When All the Best closed its doors for the last time in 2021, they sold all their merchandise. It saddened me deeply to know of the store’s impending demise, but I remained grateful to have made memories there at all. As I browsed through each aisle carefully, selecting several films I wanted to keep, I felt guilty, as if I were stripping the store for parts. But during my moral crisis, I found myself back at the employee favorites shelf. The copy of Little Miss Sunshine remained there, marked with a yellow sticker like a fervent, shining sun. Marked for sale, marked for me.

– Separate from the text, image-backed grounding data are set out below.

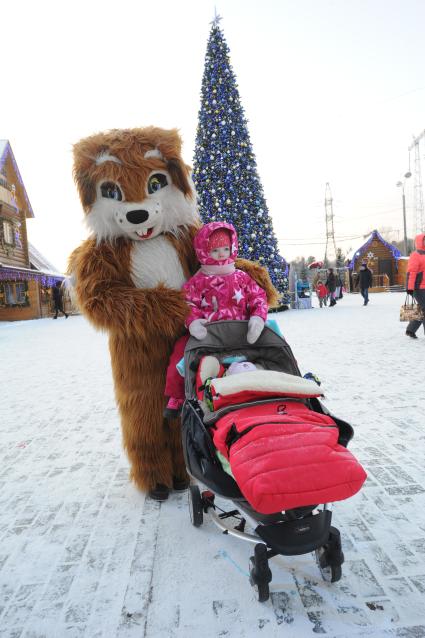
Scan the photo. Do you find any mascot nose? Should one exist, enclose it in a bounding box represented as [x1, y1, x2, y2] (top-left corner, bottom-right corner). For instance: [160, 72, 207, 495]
[126, 209, 150, 224]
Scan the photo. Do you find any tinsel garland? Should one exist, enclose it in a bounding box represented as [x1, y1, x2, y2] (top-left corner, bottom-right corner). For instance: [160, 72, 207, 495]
[0, 267, 63, 287]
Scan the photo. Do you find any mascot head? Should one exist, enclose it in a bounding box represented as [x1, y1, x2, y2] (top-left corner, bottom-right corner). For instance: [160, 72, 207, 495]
[73, 127, 198, 242]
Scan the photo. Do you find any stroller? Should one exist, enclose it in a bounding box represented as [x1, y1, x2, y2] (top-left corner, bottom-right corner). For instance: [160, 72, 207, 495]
[181, 320, 359, 602]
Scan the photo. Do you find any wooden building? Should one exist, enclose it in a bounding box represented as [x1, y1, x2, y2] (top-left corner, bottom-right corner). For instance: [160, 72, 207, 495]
[0, 140, 70, 321]
[346, 229, 405, 292]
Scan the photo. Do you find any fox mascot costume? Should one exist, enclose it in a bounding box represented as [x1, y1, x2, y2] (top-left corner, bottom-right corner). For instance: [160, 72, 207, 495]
[69, 127, 277, 500]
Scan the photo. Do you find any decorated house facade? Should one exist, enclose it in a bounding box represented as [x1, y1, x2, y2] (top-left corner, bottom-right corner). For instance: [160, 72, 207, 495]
[345, 229, 407, 291]
[0, 140, 68, 321]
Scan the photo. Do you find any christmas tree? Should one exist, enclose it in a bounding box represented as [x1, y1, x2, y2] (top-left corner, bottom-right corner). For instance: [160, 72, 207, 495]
[192, 14, 289, 300]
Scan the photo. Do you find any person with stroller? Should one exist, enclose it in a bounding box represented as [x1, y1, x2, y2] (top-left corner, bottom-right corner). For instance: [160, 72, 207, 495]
[358, 262, 373, 306]
[315, 281, 328, 308]
[325, 268, 337, 306]
[405, 232, 425, 339]
[164, 222, 268, 418]
[52, 281, 68, 319]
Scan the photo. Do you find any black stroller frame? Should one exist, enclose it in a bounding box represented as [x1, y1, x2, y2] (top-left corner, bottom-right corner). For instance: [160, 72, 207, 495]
[181, 321, 353, 602]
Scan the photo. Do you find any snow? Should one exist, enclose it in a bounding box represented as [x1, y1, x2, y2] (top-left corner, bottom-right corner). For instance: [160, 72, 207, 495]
[28, 243, 63, 277]
[1, 292, 425, 637]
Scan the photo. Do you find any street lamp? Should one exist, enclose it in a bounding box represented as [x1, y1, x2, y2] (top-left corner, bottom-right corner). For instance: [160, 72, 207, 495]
[396, 171, 412, 256]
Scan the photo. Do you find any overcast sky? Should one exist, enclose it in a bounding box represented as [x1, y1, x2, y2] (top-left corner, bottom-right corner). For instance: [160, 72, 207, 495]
[2, 0, 425, 270]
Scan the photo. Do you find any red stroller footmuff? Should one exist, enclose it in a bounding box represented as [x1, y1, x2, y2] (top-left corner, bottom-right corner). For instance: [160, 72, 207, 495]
[212, 400, 366, 514]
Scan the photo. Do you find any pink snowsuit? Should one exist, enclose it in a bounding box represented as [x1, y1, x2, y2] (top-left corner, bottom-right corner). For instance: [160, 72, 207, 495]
[184, 222, 268, 325]
[164, 222, 268, 402]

I felt the sudden need to finally have it as my own, a timeless memento from All the Best. Its persistence through the store’s many years reflected my own frequent trips to the space where my passion for movies could be studied and ignited. The DVD was a sort of talisman, a reminder of the strength it instilled in me every time I watched it, and of course, of the store itself. Its cosmic force pulled me and never really stopped. Little Miss Sunshine turns 20 years old this year, and though I couldn’t tell you when, where, or how I first encountered the film, I can tell you one thing for sure: once it finds you, it never lets go. I’m glad it found me.